When I was first introduced to Mexican Chorizo I was very confused. What I knew as "Chorizo" came from Spain and it was a dried sausage, so the first time I ordered Chorizo and Eggs I was perplexed by what I received. My consternation didn't last long, however, after taking my first bite. I immediately fell in love with this new (well at least new to me) form of sausage. And I've been in love ever since.
Chorizo is a great way to add a little spice and Southwest flair to just about any meat dish that calls for ground meat. I often like to add it to chili, use it to fill tacos and burritos, add some into fried potatoes, or a pot of refried beans, and, of course, in the ever popular Chorizo and Eggs, for breakfast. But one of my favorite things to do with chorizo is to make my Southwestern Chorizo Burgers. It's a combination of chorizo and ground beef and it makes one of the best nontraditional burgers around
Making Mexican Chorizo is a pretty simple process, especially so since I find no need to stuff it into casings. The vast majority of uses requires it to be crumbled and browned so there is no need to bother with the hassle of stuffing. To be honest, as much as I love chorizo, it is a pretty spicy product and I'm not sure that I'd enjoy eating it as a link.
4 pounds pork butt
2 Tbs. paprika
1 1/2 Tbs. ancho powder*
1 Tbs. chipotle powder**
1/4 tsp. ground clove
1/2 tsp. ground cinnamon
1/4 tsp. ground ginger
1 tsp. ground cumin
1 tsp. dried oregano, crushed
1 tsp. ground black pepper
5 tsp. salt
1 tsp. ground coriander
1/3 cup cider vinegar
Cut the pork butt into 1 inch pieces, making sure to remove any glands you might come across (for a description is my post on making Italian Sausage). In a nonreactive bowl, combine all the dry ingredients and mix into the pork.
Add the vinegar and mix well. Cover and place in the refrigerator for, at least 2 hours, or overnight. Before grinding place all grinder parts in the freezer to chill. Grind once using the coarsest die.
Mix the sausage to help distribute the seasonings even more then grind, again, through one of the smaller dies. Make a small patty and cook it up. Taste and check for seasoning. Adjust seasoning to your taste. This recipe makes a full flavored sausage with just a bit of heat. You can up the ancho and chipotle, or even add a bit of cayenne if you want more. I usually then package it into 1/2-1 pound packages that I freeze until needed. While this sausage is ready to go after grinding, I find giving it another day, for the flavors to meld, improves it even more.
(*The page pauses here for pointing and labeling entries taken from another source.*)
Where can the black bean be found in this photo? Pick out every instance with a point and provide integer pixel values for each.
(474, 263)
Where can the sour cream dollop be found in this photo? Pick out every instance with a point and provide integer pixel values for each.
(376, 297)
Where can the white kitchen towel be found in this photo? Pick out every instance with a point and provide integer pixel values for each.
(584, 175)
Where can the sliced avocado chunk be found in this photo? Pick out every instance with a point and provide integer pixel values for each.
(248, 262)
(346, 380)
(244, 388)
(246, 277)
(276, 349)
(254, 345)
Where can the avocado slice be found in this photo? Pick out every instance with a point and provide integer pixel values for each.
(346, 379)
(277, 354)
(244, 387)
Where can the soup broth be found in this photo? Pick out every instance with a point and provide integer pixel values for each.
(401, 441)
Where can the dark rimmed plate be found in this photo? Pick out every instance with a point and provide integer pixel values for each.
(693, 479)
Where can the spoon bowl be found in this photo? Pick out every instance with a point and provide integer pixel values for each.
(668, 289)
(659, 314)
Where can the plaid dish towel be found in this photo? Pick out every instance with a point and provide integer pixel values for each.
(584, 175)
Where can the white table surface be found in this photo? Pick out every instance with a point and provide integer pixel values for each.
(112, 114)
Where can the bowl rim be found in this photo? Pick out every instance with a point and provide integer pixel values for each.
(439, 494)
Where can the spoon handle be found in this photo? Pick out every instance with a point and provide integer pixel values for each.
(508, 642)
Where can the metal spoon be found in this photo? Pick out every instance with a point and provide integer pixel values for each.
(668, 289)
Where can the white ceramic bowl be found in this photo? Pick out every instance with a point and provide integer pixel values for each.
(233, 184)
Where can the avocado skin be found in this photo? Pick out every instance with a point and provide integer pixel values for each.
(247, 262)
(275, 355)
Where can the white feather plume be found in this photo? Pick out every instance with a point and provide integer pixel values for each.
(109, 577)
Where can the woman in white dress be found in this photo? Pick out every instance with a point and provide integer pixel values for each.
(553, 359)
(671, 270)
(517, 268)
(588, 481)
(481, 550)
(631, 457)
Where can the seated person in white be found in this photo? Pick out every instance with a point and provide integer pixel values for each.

*If you can't find Ancho powder, take a couple of ancho chiles (the dried form of the poblano pepper) and roast them in a 350°F oven for 10 minutes. Allow them to cool completely, remove the stem and seeds (you can leave the seeds in if you want it hotter), crumble it up and grind in a spice grinder.
**If you don't have Chipotle powder puree 1-2 chipotles en adobo as a substitute. You can find these in most Hispanic sections at the grocery store nowadays.